The Panthers, in case you missed out on their delightful 2018 season, started the year 6-2 and looked like they’d seriously challenge the Saints for the divisional crown. From there, they lost seven of their final eight games, including a second loss to the also struggling Falcons, and finished the year 7-9 and reeling. They went into free agency and snagged the market’s top center in Matt Paradis, added some veteran pass rushing help in the form of Bruce Irvin, locked up some of their better free agents, and perhaps most importantly fired Matt Kalil into the sun. Going into the draft, they had the look of an improved team, albeit perhaps only a slightly improved one.

The draft class, to be truly successful, would need to patch over other holes and add at least a couple of impact starters, plus depth to help down the line.

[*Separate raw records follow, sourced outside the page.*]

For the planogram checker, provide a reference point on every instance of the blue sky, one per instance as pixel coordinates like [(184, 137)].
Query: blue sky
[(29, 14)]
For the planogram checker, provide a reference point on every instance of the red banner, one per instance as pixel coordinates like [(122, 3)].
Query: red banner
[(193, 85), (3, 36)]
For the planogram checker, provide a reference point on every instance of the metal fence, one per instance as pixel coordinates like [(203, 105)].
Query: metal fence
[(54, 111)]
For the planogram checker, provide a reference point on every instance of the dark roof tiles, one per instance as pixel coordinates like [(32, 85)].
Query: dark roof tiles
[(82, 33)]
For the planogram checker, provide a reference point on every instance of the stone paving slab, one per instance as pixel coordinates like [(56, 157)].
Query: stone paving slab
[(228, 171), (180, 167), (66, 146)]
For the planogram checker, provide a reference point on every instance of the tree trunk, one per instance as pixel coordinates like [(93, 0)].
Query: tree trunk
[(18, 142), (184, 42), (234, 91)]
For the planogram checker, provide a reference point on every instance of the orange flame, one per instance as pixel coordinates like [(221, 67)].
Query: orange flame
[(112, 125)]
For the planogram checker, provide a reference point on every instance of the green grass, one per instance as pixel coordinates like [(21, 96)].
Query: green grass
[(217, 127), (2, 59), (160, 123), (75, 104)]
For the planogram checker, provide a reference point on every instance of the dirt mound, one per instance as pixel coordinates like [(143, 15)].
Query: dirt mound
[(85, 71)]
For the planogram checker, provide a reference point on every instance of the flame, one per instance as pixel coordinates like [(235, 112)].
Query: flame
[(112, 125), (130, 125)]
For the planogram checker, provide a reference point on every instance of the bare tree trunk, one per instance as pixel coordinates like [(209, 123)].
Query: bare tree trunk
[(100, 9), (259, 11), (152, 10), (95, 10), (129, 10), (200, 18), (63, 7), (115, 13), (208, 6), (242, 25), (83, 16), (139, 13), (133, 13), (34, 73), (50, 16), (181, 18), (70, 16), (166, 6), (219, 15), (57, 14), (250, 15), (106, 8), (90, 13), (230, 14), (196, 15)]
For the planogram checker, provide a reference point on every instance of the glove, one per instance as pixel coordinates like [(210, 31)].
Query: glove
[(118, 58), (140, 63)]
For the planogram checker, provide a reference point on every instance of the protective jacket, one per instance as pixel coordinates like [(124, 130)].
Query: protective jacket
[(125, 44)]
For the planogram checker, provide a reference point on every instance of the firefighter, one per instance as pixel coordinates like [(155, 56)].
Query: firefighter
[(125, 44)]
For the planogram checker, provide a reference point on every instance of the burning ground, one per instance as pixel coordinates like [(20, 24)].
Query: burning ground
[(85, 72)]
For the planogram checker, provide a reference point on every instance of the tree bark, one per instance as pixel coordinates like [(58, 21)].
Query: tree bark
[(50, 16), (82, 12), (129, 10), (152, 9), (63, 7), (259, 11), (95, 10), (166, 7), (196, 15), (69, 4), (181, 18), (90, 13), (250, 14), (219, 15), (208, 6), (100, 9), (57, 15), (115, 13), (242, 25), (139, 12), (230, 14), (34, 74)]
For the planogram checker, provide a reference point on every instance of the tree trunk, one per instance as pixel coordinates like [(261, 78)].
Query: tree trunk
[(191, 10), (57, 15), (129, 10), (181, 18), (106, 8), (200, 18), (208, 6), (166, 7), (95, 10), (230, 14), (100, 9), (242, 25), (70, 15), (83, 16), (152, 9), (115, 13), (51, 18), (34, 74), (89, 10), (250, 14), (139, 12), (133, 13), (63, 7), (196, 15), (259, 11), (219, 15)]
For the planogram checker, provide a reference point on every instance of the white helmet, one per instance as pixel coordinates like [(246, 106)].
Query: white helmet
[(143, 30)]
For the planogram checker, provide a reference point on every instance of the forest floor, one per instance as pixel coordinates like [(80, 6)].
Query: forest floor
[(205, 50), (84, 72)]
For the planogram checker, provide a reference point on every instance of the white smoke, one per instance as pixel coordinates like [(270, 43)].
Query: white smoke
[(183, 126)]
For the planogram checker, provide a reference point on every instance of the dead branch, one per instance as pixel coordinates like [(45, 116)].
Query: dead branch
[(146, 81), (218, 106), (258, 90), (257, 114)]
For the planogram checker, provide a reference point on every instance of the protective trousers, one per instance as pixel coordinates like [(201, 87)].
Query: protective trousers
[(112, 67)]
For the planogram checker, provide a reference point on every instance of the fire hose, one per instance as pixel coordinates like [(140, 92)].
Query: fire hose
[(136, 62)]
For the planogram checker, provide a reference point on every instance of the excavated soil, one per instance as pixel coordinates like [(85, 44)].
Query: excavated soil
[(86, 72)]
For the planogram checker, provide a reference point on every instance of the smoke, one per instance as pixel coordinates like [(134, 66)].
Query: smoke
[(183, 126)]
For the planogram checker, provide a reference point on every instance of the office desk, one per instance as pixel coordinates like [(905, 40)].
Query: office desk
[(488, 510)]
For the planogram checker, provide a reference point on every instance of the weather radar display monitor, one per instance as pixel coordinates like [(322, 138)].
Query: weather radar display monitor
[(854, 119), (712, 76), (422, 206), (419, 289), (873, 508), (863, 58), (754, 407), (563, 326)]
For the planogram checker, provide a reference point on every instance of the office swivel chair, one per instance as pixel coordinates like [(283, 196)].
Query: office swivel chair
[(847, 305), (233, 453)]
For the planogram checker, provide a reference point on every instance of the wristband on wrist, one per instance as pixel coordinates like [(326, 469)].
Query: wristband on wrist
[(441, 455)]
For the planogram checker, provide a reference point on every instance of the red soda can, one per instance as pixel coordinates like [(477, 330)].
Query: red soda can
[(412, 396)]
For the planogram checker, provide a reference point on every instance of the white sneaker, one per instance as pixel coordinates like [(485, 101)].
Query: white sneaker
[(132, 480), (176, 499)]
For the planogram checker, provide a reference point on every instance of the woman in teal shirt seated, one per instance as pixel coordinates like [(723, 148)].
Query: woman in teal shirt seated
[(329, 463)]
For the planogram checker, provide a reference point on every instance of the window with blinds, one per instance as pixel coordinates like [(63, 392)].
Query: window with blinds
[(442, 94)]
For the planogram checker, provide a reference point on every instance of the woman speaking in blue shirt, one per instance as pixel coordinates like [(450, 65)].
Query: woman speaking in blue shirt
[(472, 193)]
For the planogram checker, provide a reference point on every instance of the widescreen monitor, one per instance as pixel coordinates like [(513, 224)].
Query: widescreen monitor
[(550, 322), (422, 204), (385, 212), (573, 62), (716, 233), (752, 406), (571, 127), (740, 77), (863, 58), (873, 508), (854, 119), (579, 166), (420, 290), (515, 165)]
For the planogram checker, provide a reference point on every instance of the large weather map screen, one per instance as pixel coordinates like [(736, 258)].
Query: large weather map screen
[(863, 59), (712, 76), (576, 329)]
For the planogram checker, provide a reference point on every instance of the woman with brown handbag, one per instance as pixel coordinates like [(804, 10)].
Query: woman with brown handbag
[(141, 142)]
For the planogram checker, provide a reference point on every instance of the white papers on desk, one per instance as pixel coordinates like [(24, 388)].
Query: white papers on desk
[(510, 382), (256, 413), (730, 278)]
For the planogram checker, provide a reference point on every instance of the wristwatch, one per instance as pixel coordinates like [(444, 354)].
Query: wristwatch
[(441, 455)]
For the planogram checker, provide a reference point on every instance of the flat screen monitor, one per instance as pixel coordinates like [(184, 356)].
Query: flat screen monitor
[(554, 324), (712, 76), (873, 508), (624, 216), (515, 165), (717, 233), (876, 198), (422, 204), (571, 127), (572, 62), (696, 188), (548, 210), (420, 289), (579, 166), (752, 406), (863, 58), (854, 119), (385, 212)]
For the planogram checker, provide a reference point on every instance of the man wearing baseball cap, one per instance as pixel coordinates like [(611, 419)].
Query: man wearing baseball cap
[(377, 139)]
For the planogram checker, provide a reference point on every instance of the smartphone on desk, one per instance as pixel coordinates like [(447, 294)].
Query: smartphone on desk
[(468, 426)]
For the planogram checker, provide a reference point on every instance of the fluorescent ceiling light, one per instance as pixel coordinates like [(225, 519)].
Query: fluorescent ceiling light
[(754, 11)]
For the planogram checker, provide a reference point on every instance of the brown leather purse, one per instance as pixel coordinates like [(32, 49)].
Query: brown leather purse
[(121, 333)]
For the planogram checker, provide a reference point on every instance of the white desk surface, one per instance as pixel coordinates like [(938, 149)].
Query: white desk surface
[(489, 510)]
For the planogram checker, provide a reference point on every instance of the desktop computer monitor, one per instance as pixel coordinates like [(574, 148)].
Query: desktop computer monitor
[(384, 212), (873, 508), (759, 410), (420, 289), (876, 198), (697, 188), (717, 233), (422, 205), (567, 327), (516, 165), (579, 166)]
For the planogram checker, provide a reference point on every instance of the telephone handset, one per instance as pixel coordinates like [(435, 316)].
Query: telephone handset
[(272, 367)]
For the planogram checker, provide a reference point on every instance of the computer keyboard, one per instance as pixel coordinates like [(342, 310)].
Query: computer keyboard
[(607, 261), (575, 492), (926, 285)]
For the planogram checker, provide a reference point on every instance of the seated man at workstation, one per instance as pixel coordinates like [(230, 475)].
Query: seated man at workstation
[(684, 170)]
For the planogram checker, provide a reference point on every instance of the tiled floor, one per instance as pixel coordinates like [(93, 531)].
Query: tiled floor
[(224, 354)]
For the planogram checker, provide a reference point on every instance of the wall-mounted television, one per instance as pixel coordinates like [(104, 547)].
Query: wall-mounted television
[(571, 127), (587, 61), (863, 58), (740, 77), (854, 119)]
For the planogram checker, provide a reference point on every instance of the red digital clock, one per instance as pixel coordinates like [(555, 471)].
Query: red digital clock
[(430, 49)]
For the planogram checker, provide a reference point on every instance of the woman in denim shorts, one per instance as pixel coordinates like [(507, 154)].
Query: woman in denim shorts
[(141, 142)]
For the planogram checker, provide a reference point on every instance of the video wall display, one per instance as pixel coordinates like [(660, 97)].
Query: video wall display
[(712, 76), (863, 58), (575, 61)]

Did they accomplish that?

  • DE Brian Burns
  • OT Greg Little
  • QB Will Grier
  • LB Christian Miller
  • RB Jordan Scarlett
  • OT Dennis Daley
  • WR Terry Godwin

What to make of this class? The Panthers did what they often do and crushed their first couple of picks, landing a potential top-flight pass rusher in FSU’s Brian Burns and a legitimately talented tackle prospect in Greg Little. You can forgive the roll on Little considering the run on tackles and his upside, even if he’s not necessarily going to be a masterful starter in year one. This Panthers team is starved for that kind of help, and these two join the likes of Christian McCaffrey, D.J. Moore, Donte Jackson, Taylor Moton, and James Bradberry as potential early impact players drafted in the early rounds.

Then the Panthers did what they also often do and deliver mixed results the rest of the way. The chronic failing of this Carolina team in recent years, aside from inking unimaginably bad players like Matt Kalil to long-term contracts, has been consistently nailing the mid-to-late rounds the way the Falcons have made a recent habit of doing. After Round 3 since 2015, the best players Carolina has landed are Daryl Williams, Tre Boston, and Harrison Butker, and only one of those guys is still a Panther today. Most of the players Carolina has landed have been either not so great or don’t have a clear path to playing time, or both.

Take this year’s class. Jordan Scarlett is an intriguing running back but is behind one of the league’s true workhorse backs in McCaffrey, and Terry Godwin is similarly interesting but joining a crowded (if not overly gifted) group of receivers. Dennis Daley is going to probably top out as a swing tackle, if he ever makes it there, and Alabama’s Christian Miller has athleticism and talent but only one season of legitimate production on one of the best defenses in college football. Only Miller and Godwin figure to have a shot to turn into anything over the short-term, leaving the Panthers once again casting about for depth at some key positions.

Then there’s Will Grier. The Panthers have a million receivers but only a couple of starting-caliber players, surprisingly shaky depth at a defensive tackle position they’ve frequently prioritized as well as defensive end, and some question marks in the secondary. They are a good football team, don’t get me wrong, but there were holes that a fourth rounder could have helped fill. Instead, they took a QB prospect who might turn into a quality backup a little down the line, considering the spotty hit rate for quarterbacks this late, and is glued to the bench behind Cam Newton unless Newton gets hurt, in which case this team is already in a lot of trouble. I’m in favor of teams addressing their backup QB job with a young player, but not when you have bigger fish to fry.

I love Burns, I like Little, Scarlett and Miller fine, and the rest of the class is meh. If Burns and Little work out in spectacular fashion it’ll hardly matter what the rest of the class does, but this is yet another Carolina draft that may not deliver the depth and infusion of youth this roster legitimately does not. They’ll be dependent again on their stars and their (admittedly savvy) free agent signings to propel them forward in what promises to be another tough year in the NFC South.